Consiste en permanecer en módulos de aislamiento, al considerar la Junta de Tratamiento que no pueden desarrollar una vida carcelaria “normal”.

Para esta clasificación se requiere la elaboración de los informes razonados por parte del Jefe de Servicios y del Equipo Técnico y siempre deberá ser una decisión motivada. El acuerdo por parte del Centro Directivo ha de ponerse en conocimiento del juez de vigilancia penitenciaria y el interno tendrá siempre derecho a recurrir el acuerdo.

El régimen cerrado consiste en permanecer 22 horas al día en el interior de la celda con salidas al patio individuales de dos horas. En este régimen no está permitido disfrutar de actividades lúdicas con los demás internos y sus comunicaciones estarán sometidas siempre a vigilancia.

Este régimen también se aplica en casos de mal comportamiento para personas que se encuentren cumpliendo condena y se les haya asignado por ejemplo el segundo grado y hayan tenido mal comportamiento en el centro penitenciario.

El segundo grado es el denominado “ordinario”. Es el grado que se aplica a la mayoría de los internos en las prisiones españolas. Se trata de intentar que los reos tengan una vida “normalizada” dentro del centro penitenciario y que por el momento aún no pueden tener una vida en régimen de semilibertad.

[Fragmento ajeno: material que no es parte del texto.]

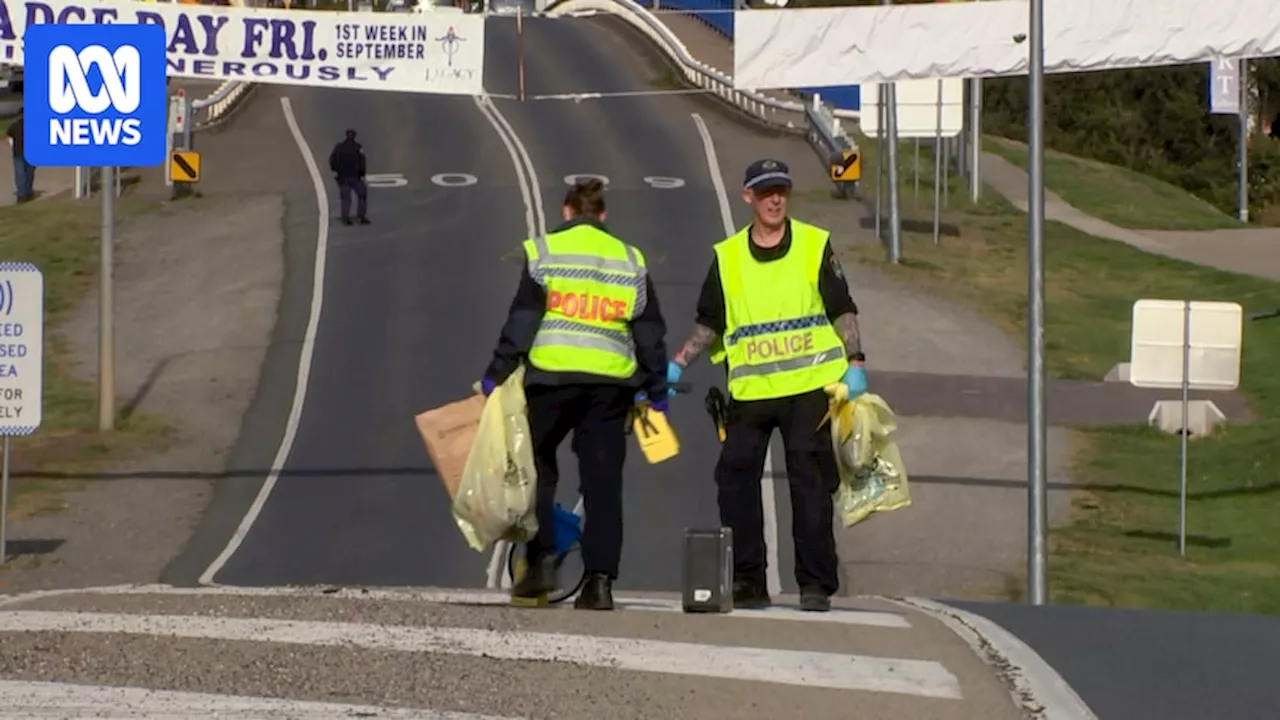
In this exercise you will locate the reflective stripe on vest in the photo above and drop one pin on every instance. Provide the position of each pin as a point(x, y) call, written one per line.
point(590, 297)
point(778, 342)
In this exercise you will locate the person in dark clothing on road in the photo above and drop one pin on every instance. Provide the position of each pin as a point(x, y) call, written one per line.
point(23, 172)
point(777, 309)
point(585, 320)
point(347, 163)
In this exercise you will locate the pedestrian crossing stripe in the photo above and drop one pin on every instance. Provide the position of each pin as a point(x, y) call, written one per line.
point(184, 165)
point(849, 168)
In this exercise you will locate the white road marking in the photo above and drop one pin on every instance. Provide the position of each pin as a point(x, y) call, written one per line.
point(535, 220)
point(773, 578)
point(31, 700)
point(455, 180)
point(309, 343)
point(922, 678)
point(840, 616)
point(1036, 684)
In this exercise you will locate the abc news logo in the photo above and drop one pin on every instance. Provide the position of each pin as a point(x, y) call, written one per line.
point(69, 91)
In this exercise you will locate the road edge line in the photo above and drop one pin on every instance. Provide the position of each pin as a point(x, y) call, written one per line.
point(535, 222)
point(305, 356)
point(1032, 682)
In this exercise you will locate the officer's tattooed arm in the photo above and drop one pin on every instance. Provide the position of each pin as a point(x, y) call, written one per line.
point(698, 342)
point(846, 326)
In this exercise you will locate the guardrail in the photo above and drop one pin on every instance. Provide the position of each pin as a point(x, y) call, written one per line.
point(785, 113)
point(213, 109)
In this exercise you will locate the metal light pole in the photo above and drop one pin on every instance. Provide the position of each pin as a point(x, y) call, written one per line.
point(1243, 150)
point(974, 139)
point(105, 331)
point(895, 215)
point(1037, 470)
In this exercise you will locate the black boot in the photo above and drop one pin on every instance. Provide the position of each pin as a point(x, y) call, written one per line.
point(814, 600)
point(538, 580)
point(597, 593)
point(750, 595)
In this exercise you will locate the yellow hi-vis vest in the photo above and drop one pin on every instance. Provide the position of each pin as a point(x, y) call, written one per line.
point(777, 338)
point(595, 285)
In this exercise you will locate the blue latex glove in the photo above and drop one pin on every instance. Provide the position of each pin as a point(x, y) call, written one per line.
point(855, 379)
point(659, 405)
point(673, 372)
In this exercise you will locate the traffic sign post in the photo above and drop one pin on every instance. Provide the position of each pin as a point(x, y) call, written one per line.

El tercer grado es el denominado “régimen abierto“. Es el régimen que se aplica a los internos o internas que, por sus circunstancias personales y penitenciarias estén capacitados para llevar a cabo un régimen de vida en semilibertad.

Cuando la duración de la pena de prisión impuesta sea superior a 5 años, el Juez o el Tribunal podrán ordenar que la clasificación en tercer grado no se efectúe hasta el cumplimiento de la mitad de la pena. Cuando la pena sea superior a 5 años y se trate de determinados delitos (contemplados en el artículo 36.2 del Código Penal) la clasificación del tercer grado no podrá efectuarse hasta el cumplimiento de la mitad de la condena.

Concretamente el artículo 36.2 del Código Penal señala los delitos por terrorismo y organizaciones terroristas, organizaciones criminales, y delitos contra la libertad sexual en menores de 13 años.

La ley establece que se puede acceder a este grado de manera directa, la mayoría de las veces se considera necesario haber cumplido parte de la condena.

Ha de ser la Junta de Tratamiento Penitenciario quien admita el paso a tercer grado: una vez estudiado el expediente, ha de elaborarse una propuesta y presentarla ante el fiscal e Instituciones Penitenciarias. Con la aprobación por su parte, se trasladaría al interno a un centro de cumplimiento en tercer grado.

Si la Junta de Tratamiento Penitenciario rechazase la solicitud del tercer grado, se podrá recurrir esta decisión ante el Juez de vigilancia penitenciaria, que puede resolver favorablemente. Si el juez de vigilancia también se negase, en ese caso cabría presentar un nuevo recurso y en caso de obtener una segunda negativa por su parte, puede apelarse a la Sala de Audiencia correspondiente.